Procédure de postvention

Comme le suggèrent plusieurs auteurs, il serait également pertinent que chaque milieu clinique définisse clairement des procédures à suivre lorsqu’un suicide survient en son sein. Ces procédures pourraient entre autres désigner une personne ou une équipe d’intervenants responsables en cas de crise, décrire la façon d’apprendre la nouvelle du décès au thérapeute, déterminer la façon dont le retour sur l’événement sera effectué, définir le soutien qui sera offert au thérapeute, etc. De plus, la présence d’un superviseur clinique afin d’accompagner et d’aider les thérapeutes à cheminer professionnellement à travers l’expérience du décès s’avère une option potentiellement très bénéfique.

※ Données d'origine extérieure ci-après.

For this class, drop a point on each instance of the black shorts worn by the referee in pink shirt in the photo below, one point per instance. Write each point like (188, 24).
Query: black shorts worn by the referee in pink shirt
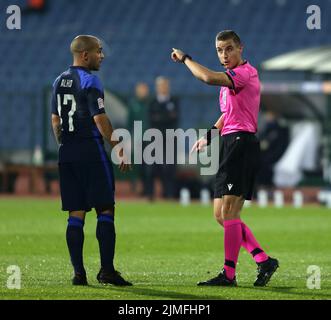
(239, 163)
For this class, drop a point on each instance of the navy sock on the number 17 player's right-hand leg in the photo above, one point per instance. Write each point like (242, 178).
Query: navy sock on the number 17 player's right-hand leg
(106, 236)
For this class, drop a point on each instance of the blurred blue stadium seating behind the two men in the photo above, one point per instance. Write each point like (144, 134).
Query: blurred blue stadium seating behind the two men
(138, 36)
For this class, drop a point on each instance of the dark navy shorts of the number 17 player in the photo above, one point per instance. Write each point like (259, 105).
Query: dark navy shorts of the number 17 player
(86, 185)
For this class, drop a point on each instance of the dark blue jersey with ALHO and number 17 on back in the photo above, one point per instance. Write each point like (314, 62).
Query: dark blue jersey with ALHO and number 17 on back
(77, 97)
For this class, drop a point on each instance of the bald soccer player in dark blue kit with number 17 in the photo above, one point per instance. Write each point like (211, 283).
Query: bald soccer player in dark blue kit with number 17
(80, 124)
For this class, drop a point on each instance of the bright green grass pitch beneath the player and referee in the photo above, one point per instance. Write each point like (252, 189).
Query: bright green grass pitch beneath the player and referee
(164, 249)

Notons également la pertinence d’implanter des programmes de postvention afin de soutenir les thérapeutes à la suite du décès d’un client par suicide. Il est à noter qu’un tel programme a vu le jour récemment en collaboration avec l’Association des psychologues du Québec. Il inclut la possibilité pour les membres d’obtenir le soutien individuel d’un psychologue spécialiste de la problématique du suicide. Il est également possible d’intégrer un groupe de soutien pour les psychologues ayant perdu un client par suicide. L’instauration de tels programmes est très encourageante et signifie que la question de la perte d’un client par suicide commence à être prise en considération au Québec.


16 Selon les écrits scientifiques, plus de 50 % des psychiatres rapportent avoir vécu le décès par suicide d’un client (Chemtob et al., 1989; Thomyangkoon et Leenaars, 2008), comparativement à 22 % des psychologues (Chemtob, Hamada, Bauer, Kinney et Torigoe, 1988b), à 16 % des internes en psychologie (Kleespies, Becker et Smith, 1990) et à 33 % des travailleurs sociaux (Jacobson, Ting, Sanders et Harrington, 2004).